Qu’il parle en son nom ou au nom du stoïcisme, la morale de Sénèque respire toujours le spiritualisme le plus élevé. Sur Dieu, sur la Providence, il énonce les idées les plus hautes, les plus chrétiennes même, et au fond pourtant son déisme n’est qu’une sorte de panthéisme. Sur la destinée de l’âme, il en est resté au doute de Cicéron. Tantôt il n’admet ni ne rejette le néant après cette vie ; tantôt il embrasse l’espoir d’une immortalité bienheureuse, et trouve alors des accents d’une hauteur incomparable. Mais en quoi il dépasse beaucoup la morale de Cicéron, c’est lorsqu’il flétrit avec une généreuse indignation la passion des Romains pour les spectacles de gladiateurs ; c’est lorsqu’il réprouve les distinctions de nobles et de non nobles, lorsqu’il revendique les droits primitifs de l’esclave, l’égalité naturelle des hommes, sans en faire un texte à déclamations dangereuses, mais pour éveiller chez les maîtres les sentiments de justice, de pitié, de fraternité que le temps seul, depuis, aidé du christianisme, a fait prévaloir en partie et qui sont si loin encore d’avoir triomphé.

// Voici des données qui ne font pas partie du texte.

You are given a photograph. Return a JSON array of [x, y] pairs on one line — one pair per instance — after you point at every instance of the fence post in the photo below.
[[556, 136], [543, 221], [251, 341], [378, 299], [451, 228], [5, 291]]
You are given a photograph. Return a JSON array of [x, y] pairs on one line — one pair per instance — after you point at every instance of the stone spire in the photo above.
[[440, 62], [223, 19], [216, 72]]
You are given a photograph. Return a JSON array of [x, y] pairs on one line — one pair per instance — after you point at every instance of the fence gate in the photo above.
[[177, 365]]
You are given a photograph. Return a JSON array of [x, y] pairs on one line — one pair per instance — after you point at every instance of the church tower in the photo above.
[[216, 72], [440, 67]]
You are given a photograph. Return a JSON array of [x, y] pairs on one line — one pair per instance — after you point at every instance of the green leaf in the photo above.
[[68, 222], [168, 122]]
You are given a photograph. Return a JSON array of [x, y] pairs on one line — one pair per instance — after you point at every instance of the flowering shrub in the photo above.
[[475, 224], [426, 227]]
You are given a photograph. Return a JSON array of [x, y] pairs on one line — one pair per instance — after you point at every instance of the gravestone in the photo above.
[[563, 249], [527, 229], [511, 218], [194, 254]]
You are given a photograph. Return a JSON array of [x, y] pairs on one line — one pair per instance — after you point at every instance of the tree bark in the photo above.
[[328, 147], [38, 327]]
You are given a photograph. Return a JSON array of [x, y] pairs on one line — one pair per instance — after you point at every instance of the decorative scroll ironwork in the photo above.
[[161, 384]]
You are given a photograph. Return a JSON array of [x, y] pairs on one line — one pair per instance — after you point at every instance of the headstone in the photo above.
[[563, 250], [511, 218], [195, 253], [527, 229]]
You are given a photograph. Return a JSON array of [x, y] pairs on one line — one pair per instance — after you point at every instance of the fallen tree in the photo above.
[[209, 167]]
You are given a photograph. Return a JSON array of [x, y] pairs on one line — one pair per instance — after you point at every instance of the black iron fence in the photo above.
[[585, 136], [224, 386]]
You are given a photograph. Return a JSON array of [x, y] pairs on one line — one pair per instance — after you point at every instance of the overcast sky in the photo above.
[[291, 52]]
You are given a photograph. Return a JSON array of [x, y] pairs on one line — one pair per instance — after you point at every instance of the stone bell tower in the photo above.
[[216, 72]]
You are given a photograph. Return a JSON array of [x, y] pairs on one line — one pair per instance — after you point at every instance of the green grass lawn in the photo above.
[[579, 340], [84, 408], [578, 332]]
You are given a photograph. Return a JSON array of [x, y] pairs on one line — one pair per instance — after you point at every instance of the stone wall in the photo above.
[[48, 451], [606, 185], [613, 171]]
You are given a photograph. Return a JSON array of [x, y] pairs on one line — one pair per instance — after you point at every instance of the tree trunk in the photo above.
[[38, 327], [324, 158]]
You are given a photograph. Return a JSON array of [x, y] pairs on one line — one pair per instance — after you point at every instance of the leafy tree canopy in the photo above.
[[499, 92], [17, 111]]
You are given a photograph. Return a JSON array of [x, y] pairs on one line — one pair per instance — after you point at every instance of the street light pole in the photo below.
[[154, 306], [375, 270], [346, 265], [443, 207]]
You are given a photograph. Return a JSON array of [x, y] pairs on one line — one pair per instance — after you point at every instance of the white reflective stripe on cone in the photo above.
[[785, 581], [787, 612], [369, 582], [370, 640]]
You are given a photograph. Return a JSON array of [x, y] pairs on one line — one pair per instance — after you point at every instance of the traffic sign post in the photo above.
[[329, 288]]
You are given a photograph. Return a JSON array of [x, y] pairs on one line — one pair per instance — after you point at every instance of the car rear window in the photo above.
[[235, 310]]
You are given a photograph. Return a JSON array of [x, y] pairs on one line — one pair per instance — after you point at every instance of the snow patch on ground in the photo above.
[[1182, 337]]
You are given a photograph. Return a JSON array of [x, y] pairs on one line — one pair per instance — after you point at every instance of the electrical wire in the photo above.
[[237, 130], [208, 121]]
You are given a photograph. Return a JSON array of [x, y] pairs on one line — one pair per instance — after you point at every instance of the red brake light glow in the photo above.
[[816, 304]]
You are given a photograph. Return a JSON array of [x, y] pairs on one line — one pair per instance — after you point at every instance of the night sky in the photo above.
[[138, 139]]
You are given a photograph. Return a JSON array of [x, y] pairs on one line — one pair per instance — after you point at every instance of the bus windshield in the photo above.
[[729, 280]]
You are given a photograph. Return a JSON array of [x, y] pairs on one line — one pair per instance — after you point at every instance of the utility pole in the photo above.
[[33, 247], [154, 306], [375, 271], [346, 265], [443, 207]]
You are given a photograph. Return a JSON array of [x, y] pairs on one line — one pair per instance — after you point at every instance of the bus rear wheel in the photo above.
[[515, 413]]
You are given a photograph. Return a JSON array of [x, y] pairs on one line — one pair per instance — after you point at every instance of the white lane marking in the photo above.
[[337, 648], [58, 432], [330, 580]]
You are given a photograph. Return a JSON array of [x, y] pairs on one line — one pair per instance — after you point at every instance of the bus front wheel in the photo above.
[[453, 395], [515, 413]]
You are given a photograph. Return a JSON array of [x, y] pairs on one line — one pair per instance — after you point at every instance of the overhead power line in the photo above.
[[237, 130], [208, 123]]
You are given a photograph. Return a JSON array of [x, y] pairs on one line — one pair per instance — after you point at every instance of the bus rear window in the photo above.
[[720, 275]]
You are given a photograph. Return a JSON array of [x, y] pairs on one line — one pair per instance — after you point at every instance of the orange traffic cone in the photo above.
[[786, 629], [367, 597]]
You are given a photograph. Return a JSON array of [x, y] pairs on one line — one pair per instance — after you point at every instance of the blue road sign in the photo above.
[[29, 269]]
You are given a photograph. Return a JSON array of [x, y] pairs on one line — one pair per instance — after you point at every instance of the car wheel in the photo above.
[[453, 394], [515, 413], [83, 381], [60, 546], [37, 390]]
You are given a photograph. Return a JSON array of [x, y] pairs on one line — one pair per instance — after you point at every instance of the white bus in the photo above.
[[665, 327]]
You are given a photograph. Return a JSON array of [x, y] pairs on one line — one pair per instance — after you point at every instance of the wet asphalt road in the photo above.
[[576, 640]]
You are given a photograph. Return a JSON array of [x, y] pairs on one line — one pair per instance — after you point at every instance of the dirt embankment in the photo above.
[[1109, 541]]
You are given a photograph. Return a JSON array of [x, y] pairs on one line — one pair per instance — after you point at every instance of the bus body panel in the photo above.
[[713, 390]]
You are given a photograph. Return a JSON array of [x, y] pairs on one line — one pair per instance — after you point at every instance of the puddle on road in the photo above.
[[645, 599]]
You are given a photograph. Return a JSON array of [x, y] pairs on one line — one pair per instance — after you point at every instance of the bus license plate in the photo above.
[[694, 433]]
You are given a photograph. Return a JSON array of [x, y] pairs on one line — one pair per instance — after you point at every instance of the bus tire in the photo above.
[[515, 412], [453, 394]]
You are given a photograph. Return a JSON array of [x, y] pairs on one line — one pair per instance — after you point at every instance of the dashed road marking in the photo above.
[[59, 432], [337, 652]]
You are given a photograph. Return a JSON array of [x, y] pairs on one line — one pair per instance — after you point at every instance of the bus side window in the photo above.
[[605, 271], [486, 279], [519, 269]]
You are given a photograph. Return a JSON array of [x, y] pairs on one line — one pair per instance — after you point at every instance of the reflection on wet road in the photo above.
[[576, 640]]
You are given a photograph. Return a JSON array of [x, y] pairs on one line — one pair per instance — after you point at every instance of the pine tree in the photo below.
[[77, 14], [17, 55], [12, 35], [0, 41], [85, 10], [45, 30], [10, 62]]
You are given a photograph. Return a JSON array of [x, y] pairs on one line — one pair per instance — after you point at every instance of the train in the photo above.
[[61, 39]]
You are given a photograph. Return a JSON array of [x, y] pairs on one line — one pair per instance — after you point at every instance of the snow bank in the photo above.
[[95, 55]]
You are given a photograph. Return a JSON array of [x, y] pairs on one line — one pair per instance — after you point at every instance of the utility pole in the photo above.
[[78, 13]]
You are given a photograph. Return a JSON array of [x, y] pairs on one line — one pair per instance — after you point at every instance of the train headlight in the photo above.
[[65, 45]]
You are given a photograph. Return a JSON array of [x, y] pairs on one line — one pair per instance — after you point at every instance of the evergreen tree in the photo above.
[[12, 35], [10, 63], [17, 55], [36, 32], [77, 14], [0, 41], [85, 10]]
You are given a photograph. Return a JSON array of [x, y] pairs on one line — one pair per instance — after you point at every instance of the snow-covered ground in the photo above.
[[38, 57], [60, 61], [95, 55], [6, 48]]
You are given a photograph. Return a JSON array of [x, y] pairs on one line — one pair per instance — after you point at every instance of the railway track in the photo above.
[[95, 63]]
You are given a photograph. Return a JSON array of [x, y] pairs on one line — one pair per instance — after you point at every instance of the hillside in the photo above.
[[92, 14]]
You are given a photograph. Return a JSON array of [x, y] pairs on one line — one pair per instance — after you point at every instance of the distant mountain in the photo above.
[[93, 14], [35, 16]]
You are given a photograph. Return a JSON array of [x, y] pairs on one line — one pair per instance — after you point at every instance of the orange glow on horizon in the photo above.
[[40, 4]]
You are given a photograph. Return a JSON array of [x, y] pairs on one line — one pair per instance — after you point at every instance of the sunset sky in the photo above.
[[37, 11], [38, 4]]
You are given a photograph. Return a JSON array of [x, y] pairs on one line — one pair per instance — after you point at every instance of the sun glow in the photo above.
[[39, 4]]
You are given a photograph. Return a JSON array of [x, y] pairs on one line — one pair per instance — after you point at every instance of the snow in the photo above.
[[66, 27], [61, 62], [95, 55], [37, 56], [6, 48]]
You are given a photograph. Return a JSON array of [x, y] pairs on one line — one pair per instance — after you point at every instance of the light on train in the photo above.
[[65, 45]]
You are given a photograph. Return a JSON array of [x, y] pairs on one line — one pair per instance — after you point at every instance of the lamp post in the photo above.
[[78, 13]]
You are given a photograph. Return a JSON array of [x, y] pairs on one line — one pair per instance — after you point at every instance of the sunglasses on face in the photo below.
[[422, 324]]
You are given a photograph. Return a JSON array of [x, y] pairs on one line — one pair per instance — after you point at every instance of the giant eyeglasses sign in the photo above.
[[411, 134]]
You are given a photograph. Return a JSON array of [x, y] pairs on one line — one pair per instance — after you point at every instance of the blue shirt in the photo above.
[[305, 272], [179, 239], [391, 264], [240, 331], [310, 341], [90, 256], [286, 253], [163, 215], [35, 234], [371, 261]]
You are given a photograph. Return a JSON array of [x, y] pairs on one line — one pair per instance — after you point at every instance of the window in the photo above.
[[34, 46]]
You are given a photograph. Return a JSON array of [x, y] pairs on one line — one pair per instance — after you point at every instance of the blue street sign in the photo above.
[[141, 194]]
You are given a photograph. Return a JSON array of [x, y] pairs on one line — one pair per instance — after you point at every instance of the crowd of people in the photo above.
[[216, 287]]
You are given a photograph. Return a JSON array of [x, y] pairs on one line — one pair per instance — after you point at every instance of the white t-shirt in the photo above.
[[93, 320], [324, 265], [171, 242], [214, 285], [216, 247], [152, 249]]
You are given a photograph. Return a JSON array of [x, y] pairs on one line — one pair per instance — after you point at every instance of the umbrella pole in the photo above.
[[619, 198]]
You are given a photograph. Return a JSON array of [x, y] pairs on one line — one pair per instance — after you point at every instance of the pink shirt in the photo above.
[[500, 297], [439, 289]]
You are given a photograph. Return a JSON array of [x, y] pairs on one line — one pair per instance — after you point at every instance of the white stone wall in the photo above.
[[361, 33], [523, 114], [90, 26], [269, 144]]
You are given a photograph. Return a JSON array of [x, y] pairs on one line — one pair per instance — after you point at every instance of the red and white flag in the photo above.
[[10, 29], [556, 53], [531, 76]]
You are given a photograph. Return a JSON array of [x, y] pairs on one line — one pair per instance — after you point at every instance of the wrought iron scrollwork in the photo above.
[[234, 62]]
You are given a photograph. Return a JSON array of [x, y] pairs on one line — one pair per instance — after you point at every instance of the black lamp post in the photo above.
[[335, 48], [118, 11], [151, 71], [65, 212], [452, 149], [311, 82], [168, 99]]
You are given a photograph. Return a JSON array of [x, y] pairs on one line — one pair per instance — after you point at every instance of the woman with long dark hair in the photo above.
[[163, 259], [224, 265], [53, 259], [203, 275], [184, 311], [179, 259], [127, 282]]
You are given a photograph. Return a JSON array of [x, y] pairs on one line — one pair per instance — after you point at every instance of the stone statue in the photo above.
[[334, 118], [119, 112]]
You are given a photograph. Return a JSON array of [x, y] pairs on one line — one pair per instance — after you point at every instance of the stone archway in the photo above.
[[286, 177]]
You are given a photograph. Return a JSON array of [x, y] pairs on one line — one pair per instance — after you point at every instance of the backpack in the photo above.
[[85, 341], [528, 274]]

En maint endroit de ses écrits, il s’élève tour à tour avec ironie et avec véhémence contre les subtilités sophistiques de l’école stoïcienne. La pensée moderne, plus pratique, mais qui elle-même a passé en s’y perfectionnant par les arguties non moins fastidieuses de la scolastique, a peine à comprendre que des questions analogues fussent prises au sérieux par les meilleurs esprits du temps de Sénèque. Il était nécessaire que le bon sens en fît justice. Sénèque a entrepris cette tâche, surabondamment pour nous ; mais il l’a dû faire, et le meilleur motif à en donner, c’est qu’il avait besoin lui-même d’achever de se guérir du mal commun pour lequel il gardait encore un reste de complaisance.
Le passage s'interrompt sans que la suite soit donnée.